I've got it.Thank you!
Good day to you...
I totally agree with zscoder — as you have possibility to hash, you have almost "unlimited" possibilities of hash size (obv best modulo is somewhere near boundary of int so you can do all operations easily) [unless you need direct array access — but here you can use map]
What I wanted to add is, that you can make it "double — hash" so the collision probability will be MINIMAL:
Here, see the "rh" function. [but it might be slightly an overkill]
Good Luck & Have Nice Day
I've got it.Thanks a lot!
Hi. I used double hash but got wrong answer. After just changing method from using hash to just putting string into map, I got accepted.
http://mirror.codeforces.com/contest/752/submission/24697497 http://mirror.codeforces.com/contest/752/submission/24699032
Above is with hash, and below is just using map. Without it, everything is same. When I used hash, I used (100001, 100003), which are big enough I thought. To solve this problem by using hash, what should I do more?? Or, did I use hash method improperly??
Good day to you,
as you might see, after adding MODULUS, it got accepted (if I copied right solution)
This — imho — means, that test 47 was anti-natural modulo (i.e. ~2^64)
Good Luck & Have Nice Day
26998325 27005624 Ive used the same logic as most of the accepted codes. I even tried changing from hash to map. Still im getting WA on test case 8. Can you identify where the logic is going wrong?
Got it. Logical error in else part for palindromes.
I am also getting WA on TC 8. Can u tell me what is the error? I am getting the same output as your's.
Yes, the error was that if at any point you get something like abc -10 and cba 5, its not necessary that you couple these both. You discard the negative one and consider cba 5 as a standalone string that is available. Similarly if it were aba instead of abc, then you actually discard the negative one and consider 1 more already palindromic string in the pool that should be taken into consideration.
There's also a soltuion for E using binary search. My mistake was writing recurrent DP instead of iterative to count in how many parts of size greater or equal to mid we can divide a number. The latter passes TL, the former does not.
I had the same solution and also got TLE at system tests. However it still works if you sort the array first to break the loop asap
Hi I wanted to know why can't binary search work for problem E.Binary search for the maximum joy.
Hi I wanted to know will binary search work for problem E.If no can you provide a countercase.
Actually many people solved it by binary search
see my code
Can you help me please to find a mistake in my code for problem E which using a binary search: 23347431
consider you have only one tangerine, with size 15. how many parts you can get with size 5?

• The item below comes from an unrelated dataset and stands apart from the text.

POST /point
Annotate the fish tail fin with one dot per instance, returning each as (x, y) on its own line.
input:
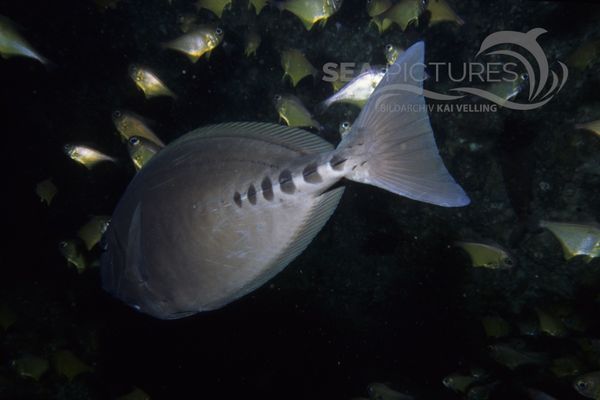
(391, 144)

in your code = 15/5 = 3 parts but by the procedure, 15 -> 7, 8 7 -> cannot divide 8 -> cannt divide therefore, the answer should be 2, instead of 3.
You are not right because I add to answer a cnt[a[i]/m] where m is a minimum amount of parts of tangerine which every pupil should get. In cnt[i] I store a max power of 2 which is not great than i. In your example a[i] = 15, m = 5, a[i] / m = 3, cnt[3] = 2. But I found a mistake in my solution. I considered that we can't get more than cnt[a[i]/m] things with at least m parts of tangerine. But there is a counter test: a[i] = 7, m = 2. So cnt[a[i]/m] = 2. But let's divide 7: 7 -> [4, 3] -> [2, 2, 2, 1]. As we can see, there are 3 things with at least 2 parts of tangerine and so my solution is incorrect.
Dp[a[i]]
shows how many children will have more or equal count of mandarins. Am I right ?Yes, and dp[i] = dp[i / 2] + dp[i / 2 + (i % 2)];
Yet again I notice that your codestyle and logic very beautiful and clear for me.
It seems the solution about E is not O(n+A) solution.. I implemented the algorithm written in this article and got counterexample(which makes TLE).
I think the main reason is that we can divide a tangerine multiple times(divide the divided part again), so division can happen more than n times.
here is my code : http://mirror.codeforces.com/contest/752/submission/23353597
or did I get something wrong?
You should divide all the tangerines of the same size at once. It can be easily seen that there is no profit in dividing only some part of them.
for the problem F it is up to us to divide the teams into pairs. so why can't there exist a pair which is solely in the sub-tree of this chosen vertex v. such pair may give smaller distance than the pairs chosen above. is there any proof available for this statement.
In this problem we want to divide teams into pairs in such a way that the number of cities in which the teams live is minimized. In the editorial we show that one city is always enough.
problem C , you can just iterate and count how many times you get a non-logical shortest path.
Did problem D: Santa Claus and Palindrome using DP(slightly easier approach compared to editorial), have a look at my code.